Fazit: Ich hatte meinen Spass mit diesem seltenen Film aus Südkorea! Ich denke, Trash- Dino- und Kaiju-Fans sollten sich diesen Film nicht entgehen lassen!

Infos:

O: Tilanoui baltob

Südkorea 1994

R: Shim Hyung-rae

D: Shim Hyung-rae, Shin Sae-Kil, Seo Chan-Ho, Park Se-Beom, Ahn Jin-Hyeong

Laufzeit der koreanischen VHS: Ca. 92 Min.

Gesehen am: 27.07.18

Fassungen: Mir lag das VHS aus Südkorea von Daewoo vor = Uncut, O-Ton (Höhlenmenschensprache), gute Bildqualität. Fassungen im Ausland bzw. ausserhalb Koreas sind mir nicht bekannt (Stand: Juli 2018).

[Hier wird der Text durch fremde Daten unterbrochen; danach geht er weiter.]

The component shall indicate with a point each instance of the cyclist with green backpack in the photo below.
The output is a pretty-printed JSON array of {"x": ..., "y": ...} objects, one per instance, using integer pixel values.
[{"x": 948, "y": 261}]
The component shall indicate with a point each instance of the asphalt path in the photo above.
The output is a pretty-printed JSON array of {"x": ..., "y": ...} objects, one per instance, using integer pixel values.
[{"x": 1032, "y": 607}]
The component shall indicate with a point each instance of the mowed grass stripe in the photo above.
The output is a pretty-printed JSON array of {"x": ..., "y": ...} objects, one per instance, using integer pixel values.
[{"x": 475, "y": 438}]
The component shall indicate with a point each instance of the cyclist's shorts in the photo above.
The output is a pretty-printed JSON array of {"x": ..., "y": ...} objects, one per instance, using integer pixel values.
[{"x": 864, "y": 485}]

Cabin of the Damned Review

Cabin of the Damned

Story:

Oscar (Daisy Masterman), ihre Schwester, dessen Freund und der Bruder vom Freund suchen eine Waldhütte auf, um ein spassiges Wochenende zu verbringen. Dämonen zerstören die Idylle. Ein Kampf ums Überleben beginnt…

Meine Meinung:

Cabin of the Damned, ein deutscher Titel und Anspielung auf den Film The Cabin in the Woods, ist ein Australischer Low-Budget Fun-Splatter und Hommage an viele grosse Horrorklassiker. Es handelt sich um einen Trash-Film. Teilweise war mir der Film aber sogar zu billig.

Mehrheitlich wird zwar auf handgemachte Effekte Wert gelegt, aber es kommt auch billiger CGI Einsatz vor, was nicht Rest zum Rest des Filmes (Hommage an Retro Klassiker) passte. Der Film wirkte allgemein zu modern und sauber, um Retro Feeling aufkommen zu lassen. Da halfen auch diverse Horrorfilmklischees vergangener Klassiker nichts.

Der Humor, die Dialoge und das Overacting sind Geschmackssache. Mal besser, Mal schlechter (ein Rap Duell wird sogar ausgetragen zwischen Frau und Dämon, so was finde ich dann doof und zu modern für einen Retro-Film). Es werden einige Klassiker zitiert (z.B. Bruce Willis Spruch aus der Stirb langsam Reihe). Am meisten erinnert der Film an Tanz der Teufel. Übermässig blutig und vor allem explizit ist der Film nicht. Die FSK 16 Freigabe ist angebracht.

Das Einhorn als Effekt war eher enttäuschend, da nur der Kopf zu sehen ist und die Maske von Menschen getragen wird. Da wäre mir ein komplettes Gummikostüm lieber gewesen. So ist es kein Einhorn, sondern nur eine Maske, die getragen wird. Es hat allerdings noch 1-2 andere Kreaturen, die z.T. besser auf die Leinwand gezaubert wurden. Der Film spielt sich zu 90% in der Waldhütte ab.

Fazit: Geschmackssache – man kann den Film gut einmal sichten. Die Zeit geht vorbei, und schlecht ist der Film nicht. Aber nicht gut genug, um in der Sammlung zu bleiben...

Infos:

O: Tarnation

Australien 2017

R: Daniel Armstrong

D: Jasy Holt, Emma-Louise Wilson, Blake Waldron, Daisy Masterman, Joshua Diaz

Laufzeit der deutschen Blu-Ray: 83:11 Min.

Gesehen am: 26.07.18

Fassungen: Mir lag die deutsche Blu-Ray von AlL!VE / donau film vor = Wendecover, Uncut, Deutsch/Englisch und dt. Subs, sehr gute Bild- und Tonqualität.